Retail industry insiders told 36Kr that RT-Mart remains an attractive investment target, having returned to profitability with a stronger business foundation than competitors like Yonghui, which continues to post losses. RT-Mart’s strategically positioned, high-visibility stores in China’s lower-tier cities benefit from steady foot traffic.

However, modernizing retail operations remains a complex and costly endeavor. A report by Linkshop estimates that upgrading a single RT-Mart store to a “2.0 format” costs approximately RMB 10 million (USD 1.4 million). For comparison, recent upgrades to Yonghui stores have required investments of about RMB 20 million (USD 2.8 million) per location. With over 400 RT-Mart stores needing similar upgrades, the financial demands are substantial. Beyond physical renovations, reconfiguring product assortments and overhauling supply chains to meet modern consumer expectations will require significant capital and organizational effort. Moreover, traditional supermarkets face ongoing pressure to eliminate inefficiencies in back-of-house operations, further straining profit margins.

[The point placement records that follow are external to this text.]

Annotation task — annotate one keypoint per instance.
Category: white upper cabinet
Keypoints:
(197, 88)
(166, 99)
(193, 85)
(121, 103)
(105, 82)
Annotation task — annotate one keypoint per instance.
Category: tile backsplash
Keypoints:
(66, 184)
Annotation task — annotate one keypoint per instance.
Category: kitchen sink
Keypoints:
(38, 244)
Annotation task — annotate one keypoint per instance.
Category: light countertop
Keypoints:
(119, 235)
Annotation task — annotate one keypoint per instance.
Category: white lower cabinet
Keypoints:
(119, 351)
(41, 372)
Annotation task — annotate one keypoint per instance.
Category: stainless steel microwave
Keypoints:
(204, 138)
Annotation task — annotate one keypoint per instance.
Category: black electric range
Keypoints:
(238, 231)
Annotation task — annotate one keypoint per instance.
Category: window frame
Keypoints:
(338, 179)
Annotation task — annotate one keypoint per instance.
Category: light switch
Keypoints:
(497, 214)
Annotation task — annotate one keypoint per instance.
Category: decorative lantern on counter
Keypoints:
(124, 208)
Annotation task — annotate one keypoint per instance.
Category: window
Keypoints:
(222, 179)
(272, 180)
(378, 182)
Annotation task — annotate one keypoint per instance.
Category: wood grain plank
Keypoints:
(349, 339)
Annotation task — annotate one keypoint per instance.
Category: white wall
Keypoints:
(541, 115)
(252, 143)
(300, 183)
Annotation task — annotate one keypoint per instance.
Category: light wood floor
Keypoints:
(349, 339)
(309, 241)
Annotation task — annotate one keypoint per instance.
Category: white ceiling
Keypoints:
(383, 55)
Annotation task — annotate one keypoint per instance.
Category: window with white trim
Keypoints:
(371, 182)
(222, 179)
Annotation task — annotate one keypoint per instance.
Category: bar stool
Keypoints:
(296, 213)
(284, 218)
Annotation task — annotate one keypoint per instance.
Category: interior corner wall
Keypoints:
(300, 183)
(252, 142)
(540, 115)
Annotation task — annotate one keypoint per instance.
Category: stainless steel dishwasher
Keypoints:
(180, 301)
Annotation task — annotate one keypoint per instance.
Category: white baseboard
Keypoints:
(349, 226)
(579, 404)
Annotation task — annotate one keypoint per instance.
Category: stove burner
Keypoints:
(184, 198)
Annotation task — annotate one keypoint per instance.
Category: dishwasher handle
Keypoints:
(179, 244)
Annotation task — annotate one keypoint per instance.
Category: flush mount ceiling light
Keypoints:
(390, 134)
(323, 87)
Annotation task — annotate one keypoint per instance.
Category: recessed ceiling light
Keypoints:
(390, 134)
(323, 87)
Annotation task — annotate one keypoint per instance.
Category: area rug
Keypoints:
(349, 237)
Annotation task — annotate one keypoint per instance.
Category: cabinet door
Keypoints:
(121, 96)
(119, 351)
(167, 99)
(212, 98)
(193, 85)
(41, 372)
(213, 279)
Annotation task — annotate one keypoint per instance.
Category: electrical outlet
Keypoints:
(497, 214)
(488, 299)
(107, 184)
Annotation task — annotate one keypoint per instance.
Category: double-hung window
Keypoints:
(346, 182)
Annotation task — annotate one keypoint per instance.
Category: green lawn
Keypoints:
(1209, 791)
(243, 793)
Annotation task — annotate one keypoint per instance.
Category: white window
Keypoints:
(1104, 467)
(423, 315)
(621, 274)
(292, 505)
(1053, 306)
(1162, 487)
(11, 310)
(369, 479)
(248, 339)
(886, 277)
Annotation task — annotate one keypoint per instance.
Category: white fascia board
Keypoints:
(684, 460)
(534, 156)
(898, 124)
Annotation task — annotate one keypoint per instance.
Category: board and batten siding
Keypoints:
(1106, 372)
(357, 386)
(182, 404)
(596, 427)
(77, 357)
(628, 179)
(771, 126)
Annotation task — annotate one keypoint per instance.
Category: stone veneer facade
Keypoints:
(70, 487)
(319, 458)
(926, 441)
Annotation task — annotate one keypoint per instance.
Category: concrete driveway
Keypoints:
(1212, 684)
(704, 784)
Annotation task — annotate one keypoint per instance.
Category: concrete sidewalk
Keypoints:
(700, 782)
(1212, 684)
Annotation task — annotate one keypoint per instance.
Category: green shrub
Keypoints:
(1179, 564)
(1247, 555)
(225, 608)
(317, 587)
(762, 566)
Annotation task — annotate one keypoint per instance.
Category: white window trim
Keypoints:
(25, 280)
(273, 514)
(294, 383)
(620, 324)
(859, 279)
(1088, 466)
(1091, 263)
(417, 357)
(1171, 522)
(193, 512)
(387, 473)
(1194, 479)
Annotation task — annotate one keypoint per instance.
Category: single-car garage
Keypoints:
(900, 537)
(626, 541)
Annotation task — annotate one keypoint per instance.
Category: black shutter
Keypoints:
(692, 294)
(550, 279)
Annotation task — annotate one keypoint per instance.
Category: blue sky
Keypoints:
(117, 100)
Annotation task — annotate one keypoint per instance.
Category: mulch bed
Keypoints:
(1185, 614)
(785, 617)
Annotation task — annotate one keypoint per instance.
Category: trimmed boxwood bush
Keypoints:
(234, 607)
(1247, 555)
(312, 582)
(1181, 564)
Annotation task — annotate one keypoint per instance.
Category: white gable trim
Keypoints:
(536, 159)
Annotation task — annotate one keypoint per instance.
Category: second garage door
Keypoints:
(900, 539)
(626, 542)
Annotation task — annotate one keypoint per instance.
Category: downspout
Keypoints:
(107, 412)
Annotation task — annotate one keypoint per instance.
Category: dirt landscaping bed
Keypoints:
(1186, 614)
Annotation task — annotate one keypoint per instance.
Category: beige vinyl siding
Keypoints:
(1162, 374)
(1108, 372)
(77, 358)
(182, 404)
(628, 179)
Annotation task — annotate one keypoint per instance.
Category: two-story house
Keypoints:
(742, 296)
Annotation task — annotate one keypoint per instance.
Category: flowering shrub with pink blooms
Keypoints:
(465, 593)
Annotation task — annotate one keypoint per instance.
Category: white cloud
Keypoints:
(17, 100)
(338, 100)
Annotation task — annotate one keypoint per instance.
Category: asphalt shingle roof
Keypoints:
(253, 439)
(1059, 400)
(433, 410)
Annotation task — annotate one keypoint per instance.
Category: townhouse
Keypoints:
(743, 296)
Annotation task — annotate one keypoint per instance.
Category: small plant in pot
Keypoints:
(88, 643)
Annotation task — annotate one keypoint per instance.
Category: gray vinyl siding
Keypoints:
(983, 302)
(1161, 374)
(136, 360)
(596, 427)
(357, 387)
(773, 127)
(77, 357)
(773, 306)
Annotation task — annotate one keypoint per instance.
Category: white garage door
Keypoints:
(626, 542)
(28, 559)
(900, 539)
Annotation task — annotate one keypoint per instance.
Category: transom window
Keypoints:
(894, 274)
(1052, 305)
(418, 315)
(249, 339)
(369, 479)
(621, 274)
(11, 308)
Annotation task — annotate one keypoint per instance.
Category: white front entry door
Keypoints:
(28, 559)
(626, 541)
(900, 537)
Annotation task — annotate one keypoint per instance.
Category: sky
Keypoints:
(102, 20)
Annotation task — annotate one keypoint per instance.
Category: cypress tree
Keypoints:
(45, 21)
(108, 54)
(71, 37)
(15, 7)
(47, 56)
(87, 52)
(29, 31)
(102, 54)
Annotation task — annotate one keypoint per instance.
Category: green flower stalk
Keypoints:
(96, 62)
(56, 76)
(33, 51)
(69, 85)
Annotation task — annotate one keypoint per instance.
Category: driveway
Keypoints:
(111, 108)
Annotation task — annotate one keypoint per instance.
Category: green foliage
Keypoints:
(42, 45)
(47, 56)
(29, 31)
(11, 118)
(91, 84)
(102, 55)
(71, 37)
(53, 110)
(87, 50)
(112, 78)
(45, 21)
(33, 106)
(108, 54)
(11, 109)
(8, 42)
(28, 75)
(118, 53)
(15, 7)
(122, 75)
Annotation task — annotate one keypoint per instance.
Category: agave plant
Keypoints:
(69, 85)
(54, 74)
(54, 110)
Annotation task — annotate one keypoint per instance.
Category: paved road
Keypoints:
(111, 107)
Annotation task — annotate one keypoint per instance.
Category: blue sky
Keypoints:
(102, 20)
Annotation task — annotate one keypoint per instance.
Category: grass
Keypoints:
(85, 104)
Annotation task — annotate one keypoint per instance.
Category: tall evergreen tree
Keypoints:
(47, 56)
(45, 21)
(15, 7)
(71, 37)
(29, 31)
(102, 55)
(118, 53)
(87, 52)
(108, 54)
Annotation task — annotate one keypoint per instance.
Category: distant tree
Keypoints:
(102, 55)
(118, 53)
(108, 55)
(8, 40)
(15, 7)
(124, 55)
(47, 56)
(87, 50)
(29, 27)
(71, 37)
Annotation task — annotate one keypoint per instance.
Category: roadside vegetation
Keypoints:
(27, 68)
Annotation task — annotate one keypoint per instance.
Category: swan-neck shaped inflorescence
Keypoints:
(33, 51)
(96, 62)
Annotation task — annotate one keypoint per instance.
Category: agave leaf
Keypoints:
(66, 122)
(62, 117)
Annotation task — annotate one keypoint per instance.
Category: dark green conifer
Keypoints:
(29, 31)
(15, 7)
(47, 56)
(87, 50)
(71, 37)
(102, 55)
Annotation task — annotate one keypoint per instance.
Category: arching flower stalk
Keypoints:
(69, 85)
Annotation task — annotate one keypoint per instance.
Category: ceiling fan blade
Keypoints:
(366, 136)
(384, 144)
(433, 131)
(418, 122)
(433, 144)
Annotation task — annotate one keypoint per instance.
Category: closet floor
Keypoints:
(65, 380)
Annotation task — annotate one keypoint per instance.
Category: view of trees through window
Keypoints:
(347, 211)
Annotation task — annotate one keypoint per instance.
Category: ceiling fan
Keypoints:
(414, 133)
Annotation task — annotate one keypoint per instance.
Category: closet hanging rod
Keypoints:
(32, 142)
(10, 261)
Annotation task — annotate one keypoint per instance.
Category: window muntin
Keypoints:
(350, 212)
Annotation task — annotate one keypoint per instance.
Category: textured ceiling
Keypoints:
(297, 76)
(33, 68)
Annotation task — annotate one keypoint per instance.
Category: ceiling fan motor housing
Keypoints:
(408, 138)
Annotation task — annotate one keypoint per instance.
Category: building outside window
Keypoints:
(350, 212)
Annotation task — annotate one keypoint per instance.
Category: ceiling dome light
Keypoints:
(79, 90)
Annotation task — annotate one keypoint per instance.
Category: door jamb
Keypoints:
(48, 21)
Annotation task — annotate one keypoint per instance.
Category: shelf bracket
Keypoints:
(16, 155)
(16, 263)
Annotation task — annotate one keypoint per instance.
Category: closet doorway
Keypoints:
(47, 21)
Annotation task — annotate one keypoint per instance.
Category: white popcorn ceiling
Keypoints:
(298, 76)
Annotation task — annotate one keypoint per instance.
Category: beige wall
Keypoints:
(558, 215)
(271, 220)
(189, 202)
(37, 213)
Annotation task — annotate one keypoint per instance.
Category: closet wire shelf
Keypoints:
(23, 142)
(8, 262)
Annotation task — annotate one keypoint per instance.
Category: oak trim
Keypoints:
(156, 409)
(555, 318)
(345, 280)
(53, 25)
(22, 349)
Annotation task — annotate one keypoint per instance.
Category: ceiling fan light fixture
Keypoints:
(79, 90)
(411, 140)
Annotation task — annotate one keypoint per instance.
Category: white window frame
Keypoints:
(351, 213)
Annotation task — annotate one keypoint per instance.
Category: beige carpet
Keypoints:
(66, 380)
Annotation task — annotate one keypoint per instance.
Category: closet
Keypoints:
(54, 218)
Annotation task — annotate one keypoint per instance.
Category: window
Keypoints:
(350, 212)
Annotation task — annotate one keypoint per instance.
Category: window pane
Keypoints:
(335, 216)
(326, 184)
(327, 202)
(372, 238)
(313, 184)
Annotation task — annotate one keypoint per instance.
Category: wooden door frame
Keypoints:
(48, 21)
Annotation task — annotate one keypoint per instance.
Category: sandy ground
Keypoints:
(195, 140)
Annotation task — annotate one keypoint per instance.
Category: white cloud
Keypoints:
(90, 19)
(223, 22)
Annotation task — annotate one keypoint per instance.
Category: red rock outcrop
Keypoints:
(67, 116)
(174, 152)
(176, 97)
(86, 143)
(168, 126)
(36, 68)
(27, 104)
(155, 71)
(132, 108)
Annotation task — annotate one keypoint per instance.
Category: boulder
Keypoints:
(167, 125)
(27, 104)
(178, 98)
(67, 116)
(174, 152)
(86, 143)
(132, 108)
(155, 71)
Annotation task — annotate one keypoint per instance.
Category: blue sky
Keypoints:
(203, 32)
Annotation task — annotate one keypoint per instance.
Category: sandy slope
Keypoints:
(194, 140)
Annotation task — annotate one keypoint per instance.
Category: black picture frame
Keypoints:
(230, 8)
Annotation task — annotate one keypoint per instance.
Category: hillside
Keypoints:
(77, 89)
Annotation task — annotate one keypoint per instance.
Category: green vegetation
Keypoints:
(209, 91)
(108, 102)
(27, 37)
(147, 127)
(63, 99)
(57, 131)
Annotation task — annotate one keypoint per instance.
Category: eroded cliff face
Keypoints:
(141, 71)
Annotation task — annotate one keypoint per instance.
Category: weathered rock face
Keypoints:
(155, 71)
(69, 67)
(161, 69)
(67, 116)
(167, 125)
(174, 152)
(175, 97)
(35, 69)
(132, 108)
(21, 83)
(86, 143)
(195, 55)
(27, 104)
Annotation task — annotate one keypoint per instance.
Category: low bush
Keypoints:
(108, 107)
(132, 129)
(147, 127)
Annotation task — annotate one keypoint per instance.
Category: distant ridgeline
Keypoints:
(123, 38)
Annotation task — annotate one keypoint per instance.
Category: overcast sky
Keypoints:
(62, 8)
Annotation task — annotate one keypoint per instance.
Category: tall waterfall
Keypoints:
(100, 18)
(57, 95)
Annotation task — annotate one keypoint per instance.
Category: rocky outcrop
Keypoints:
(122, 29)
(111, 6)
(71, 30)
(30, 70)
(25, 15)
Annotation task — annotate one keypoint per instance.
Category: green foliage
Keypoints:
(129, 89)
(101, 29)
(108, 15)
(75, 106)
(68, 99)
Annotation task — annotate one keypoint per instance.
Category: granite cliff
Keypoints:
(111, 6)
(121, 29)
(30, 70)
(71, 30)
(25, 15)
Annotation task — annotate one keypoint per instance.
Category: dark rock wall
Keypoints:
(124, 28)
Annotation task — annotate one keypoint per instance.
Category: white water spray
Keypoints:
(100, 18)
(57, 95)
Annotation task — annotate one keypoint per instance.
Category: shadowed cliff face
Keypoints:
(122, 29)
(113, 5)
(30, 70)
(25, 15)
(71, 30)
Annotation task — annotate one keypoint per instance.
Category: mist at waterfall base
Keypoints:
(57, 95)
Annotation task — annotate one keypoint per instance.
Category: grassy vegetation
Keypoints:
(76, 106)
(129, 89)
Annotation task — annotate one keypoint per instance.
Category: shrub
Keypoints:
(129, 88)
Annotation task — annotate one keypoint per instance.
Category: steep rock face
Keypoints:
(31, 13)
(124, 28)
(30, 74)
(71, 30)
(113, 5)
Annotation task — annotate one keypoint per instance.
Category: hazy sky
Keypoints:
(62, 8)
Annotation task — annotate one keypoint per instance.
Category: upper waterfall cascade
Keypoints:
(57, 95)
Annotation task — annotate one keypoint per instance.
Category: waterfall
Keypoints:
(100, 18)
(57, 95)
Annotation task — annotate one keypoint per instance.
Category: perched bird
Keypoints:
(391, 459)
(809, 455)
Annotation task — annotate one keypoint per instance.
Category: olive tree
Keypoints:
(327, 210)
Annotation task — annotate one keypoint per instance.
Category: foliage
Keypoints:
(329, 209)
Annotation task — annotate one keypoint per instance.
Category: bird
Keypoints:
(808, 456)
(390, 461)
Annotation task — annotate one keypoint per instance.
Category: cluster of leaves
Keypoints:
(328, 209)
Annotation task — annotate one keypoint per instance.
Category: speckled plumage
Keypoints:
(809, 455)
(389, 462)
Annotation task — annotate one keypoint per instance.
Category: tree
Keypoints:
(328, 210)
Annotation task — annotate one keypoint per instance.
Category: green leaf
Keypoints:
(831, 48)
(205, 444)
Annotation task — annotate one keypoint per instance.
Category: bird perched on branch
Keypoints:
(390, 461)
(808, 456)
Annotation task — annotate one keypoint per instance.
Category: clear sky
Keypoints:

While Alibaba incurred substantial losses in divesting Sun Art, the decision reflects broader strategic considerations amid challenging macroeconomic conditions and heightened competition in the retail sector.

By focusing on e-commerce, artificial intelligence, and cloud computing, Alibaba is repositioning itself for higher growth while divesting offline assets and optimizing its workforce. The sale of Sun Art reduces Alibaba’s headcount by 85,778 employees, nearly halving its total workforce. While austere, this move marks a decisive step toward streamlining operations and aligning resources with its revised priorities.